Note: Forums will be making significant UX changes to address key usability improvements surrounding search, discoverability and navigation. To learn more about these changes please visit the announcement which can be found HERE.
Infinite loop? on insert for naive bayes classifier

Traitée Infinite loop? on insert for naive bayes classifier

  • Monday, March 05, 2012 5:35 PM
     
     

    Hello,

    I'm writing a C# program that is supposed to insert data into a database and then create a mining structure/model and train it. What I'm getting is that when I do the INSERT INTO, the analysis service starts churning and churning and memory starts to grow until it eventually the page file runs low and it crashes (after an hour). If I do it in Sql Server Business Intelligence Studio, the training takes 30 seconds and everything works fine.

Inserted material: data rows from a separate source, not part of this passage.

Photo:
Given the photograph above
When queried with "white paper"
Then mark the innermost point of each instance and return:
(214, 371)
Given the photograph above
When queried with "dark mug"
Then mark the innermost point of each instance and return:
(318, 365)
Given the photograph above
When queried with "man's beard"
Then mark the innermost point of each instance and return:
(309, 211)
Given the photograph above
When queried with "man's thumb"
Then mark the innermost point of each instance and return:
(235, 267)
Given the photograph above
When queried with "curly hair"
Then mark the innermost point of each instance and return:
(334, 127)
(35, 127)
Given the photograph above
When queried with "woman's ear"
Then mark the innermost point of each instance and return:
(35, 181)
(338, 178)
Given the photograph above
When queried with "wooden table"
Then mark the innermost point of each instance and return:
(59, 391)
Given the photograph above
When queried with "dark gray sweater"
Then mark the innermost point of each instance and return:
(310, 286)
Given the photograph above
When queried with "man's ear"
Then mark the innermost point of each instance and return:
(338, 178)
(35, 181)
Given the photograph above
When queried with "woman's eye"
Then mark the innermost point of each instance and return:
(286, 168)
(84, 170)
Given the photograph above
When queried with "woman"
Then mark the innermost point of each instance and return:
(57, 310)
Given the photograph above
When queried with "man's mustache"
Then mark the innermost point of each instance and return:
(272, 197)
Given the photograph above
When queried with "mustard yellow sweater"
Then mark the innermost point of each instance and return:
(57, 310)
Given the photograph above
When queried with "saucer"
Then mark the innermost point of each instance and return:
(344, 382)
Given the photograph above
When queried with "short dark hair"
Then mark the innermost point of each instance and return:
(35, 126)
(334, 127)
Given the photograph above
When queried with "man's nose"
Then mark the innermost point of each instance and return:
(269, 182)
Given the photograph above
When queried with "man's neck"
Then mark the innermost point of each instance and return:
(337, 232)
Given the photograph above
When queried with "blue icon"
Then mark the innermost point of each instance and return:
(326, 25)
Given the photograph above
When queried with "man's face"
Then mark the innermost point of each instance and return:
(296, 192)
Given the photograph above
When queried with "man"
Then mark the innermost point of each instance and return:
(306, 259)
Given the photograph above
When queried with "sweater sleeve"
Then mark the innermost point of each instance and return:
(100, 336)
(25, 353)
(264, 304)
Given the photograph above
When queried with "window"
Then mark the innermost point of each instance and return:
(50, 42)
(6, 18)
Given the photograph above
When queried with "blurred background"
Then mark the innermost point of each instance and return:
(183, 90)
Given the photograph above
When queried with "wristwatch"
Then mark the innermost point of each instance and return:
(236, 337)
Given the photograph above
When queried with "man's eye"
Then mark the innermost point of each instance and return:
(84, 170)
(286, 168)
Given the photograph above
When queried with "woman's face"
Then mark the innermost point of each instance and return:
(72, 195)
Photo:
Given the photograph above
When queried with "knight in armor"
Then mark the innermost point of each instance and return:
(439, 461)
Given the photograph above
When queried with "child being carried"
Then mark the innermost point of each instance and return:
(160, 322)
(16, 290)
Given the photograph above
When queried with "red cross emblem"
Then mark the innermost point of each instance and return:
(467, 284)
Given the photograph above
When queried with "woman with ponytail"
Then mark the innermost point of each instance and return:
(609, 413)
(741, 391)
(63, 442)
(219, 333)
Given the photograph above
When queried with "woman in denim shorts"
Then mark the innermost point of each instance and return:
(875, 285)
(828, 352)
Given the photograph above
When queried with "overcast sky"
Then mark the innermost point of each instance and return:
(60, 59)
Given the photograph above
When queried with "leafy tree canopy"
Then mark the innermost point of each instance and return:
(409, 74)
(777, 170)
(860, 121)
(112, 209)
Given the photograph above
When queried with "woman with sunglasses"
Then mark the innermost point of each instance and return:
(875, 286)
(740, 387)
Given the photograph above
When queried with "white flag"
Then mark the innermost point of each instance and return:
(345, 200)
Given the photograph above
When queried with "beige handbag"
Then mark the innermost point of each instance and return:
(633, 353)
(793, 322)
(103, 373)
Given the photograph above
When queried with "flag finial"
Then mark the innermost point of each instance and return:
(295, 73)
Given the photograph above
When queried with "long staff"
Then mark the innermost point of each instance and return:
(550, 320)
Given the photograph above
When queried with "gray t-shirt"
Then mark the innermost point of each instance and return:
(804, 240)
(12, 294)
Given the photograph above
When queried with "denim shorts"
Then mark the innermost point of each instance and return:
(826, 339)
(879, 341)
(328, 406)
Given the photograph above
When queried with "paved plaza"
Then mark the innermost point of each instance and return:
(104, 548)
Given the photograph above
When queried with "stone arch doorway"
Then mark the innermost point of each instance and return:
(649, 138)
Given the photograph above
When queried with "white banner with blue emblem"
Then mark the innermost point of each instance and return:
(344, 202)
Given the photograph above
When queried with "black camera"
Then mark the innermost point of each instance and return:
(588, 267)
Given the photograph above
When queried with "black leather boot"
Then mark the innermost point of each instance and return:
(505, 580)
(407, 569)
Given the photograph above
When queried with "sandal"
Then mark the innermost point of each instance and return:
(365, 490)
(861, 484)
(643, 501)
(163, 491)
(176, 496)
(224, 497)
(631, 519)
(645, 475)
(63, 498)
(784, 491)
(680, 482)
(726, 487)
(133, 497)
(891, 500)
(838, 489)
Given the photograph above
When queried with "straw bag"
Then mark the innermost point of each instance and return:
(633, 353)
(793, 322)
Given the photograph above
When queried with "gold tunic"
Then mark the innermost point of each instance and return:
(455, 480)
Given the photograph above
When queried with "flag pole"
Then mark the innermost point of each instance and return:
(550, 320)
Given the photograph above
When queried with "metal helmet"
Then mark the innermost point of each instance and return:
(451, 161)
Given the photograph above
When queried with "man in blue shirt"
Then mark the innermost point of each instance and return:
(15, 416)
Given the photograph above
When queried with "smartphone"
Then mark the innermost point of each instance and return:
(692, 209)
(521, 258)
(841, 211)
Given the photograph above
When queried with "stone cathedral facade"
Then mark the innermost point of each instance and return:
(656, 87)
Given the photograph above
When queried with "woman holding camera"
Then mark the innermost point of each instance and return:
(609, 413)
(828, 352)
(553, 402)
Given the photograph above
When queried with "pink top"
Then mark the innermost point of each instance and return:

    Here is some of my SQL to create everything.

    "CREATE MINING STRUCTURE [MiningModel] (
    [id]    LONG    KEY,
    [code] TEXT DISCRETE,
    [itemdescriptionnt1] TABLE
    ([id] LONG KEY,
    [itemdescriptionnc1] TEXT DISCRETE))"

    "ALTER MINING STRUCTURE [MiningModel]
    ADD MINING MODEL [MiningModel] (
    [id],
    [code] PREDICT ,
    [itemdescriptionnt1]
    ([id],[itemdescriptionnc1]))
    USING Microsoft_Naive_Bayes(MAXIMUM_INPUT_ATTRIBUTES=0,MAXIMUM_OUTPUT_ATTRIBUTES=0,MAXIMUM_STATES=0)"

    "INSERT INTO MINING STRUCTURE [MiningModel]
    ([id],
    [code],
    [itemdescriptionnt1]([id],[itemdescriptionnc1]))
    SHAPE {OPENQUERY(MiningModelInput,'select id, code from Transactions')}
    APPEND ( { OPENQUERY(MiningModelInput,'SELECT id, itemdescriptionnc1 FROM NestedTransactions') }
    RELATE [id] to [id]) AS itemdescriptionnt1"

    Can anyone see anything wrong with this? Especially with the INSERT INTO statement?

    Basically what this does is that it reads in transaction data using 2 tables. The case table is "Transactions" and the nested table is "NestedTransactions". Transactions are assigned a code (that I want to predict). Items are put into the nested table.

    Any help is appreciated. Thank you.

    mj



    • Edited by mjaskiewicz Monday, March 05, 2012 7:50 PM
    •  

All Replies

  • Monday, March 05, 2012 10:02 PM
    Answerer
     
     
    Are you training model in BI Dev Studio and in your code on the same data? You can run Profiler when you train the model in BI Dev Studio and look at the query being sent (It might be XMLA instead of DMX). I should be able to run the same query that BI Dev Studio runs to train the model.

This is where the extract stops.